I would like to see our industry move in this direction (one side benefit of it would be making the work a lot more interesting!), but feel like there are some issues to figure out first.
Or am I just being overly resistant to change?? 🙂
Inspiring? My wife will not believe that!
OK, so…
I couldn’t agree more. Separating ideation from tactical execution is a must if it’s going to work (otherwise, how do you charge for that brilliant, business-changing idea that came to you during a 5 minute shower?) How do you suggest valuing the ideas? For example, I was recently in a planning meeting with a client. We were talking about some “strategic” stuff like company messaging, market position, competitive landscape, etc., but it was still a pretty typical planning meeting in that even those topics quickly were boiled down to “OK, what’s the next step/whose action item is it?” All of the sudden, I had an epiphany (I’ve been doing this for a decade, it was bound to happen once, right??) and came up with an idea that has since changed the entire approach to the company’s communications and, to an extent, overall strategy. While there was some inherent value to blurting the idea out (oohs and ahhs, some goodwill with the CEO, an overall reinforcement that the client is smart to work with us, etc.), it had no financial impact on our business. And, moving forward, all it has done is replaced some of the tactics we would have executed with different ones associated with the new idea.
So, the *assignment* wasn’t to come up with a big idea. It just happened. Now, I see that in the idea entrepreneurship model, the value (and compensation) associated with this idea should be handled differently (in fact, that thought occurred to me at the time!), but how?
BTW – I hope you’ll forgive the self-congratulatory tone of the example above, but it illustrates my conundrum!
The aspect at play here is not just getting agencies to buy into the idea and figure out the right structure, but to get companies to accept it, too.
We have already entered into this type of arrangement with some clients and are actively seeking more. The concept of sharing risk/reward was one of the founding principles behind our firm as we strongly believe this is the future of the industry.
Sure doing these deals is going to be complicated, but the upside is clear. Potentially more revenue than might have been gained via time and materials and interestingly your relationship with the client is much more a true partnership. For example, we have to all agree on the strategy and creative, whereas quite often in a traditional client/agency model you have to end up “dumbing down” the original concept due to the constraints of the client.

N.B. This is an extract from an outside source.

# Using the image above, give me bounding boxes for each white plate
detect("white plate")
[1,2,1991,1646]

We mainly deal in the digital space where measurement of a success of a campaign is generally speaking eaiser than offline. I don’t think it is impossible to measure traditional media campaigns though, it is just traditional agencies tend to shy away from hard numbers, except if things went really well. If sales increase massively post-campaign, it was their stunning creative, if they flat lined, then they’ll wheel out research that show that brand awareness has increased, and say that sales will follow in the future.
Jon,
You bring up a fair point regarding agencies’ resistance to measurement.
Of course, there are always initiatives that are purely for brand awareness (with the implicit hope you describe that sales will follow) that I would presume require some sort of different measurement/compensation model, no?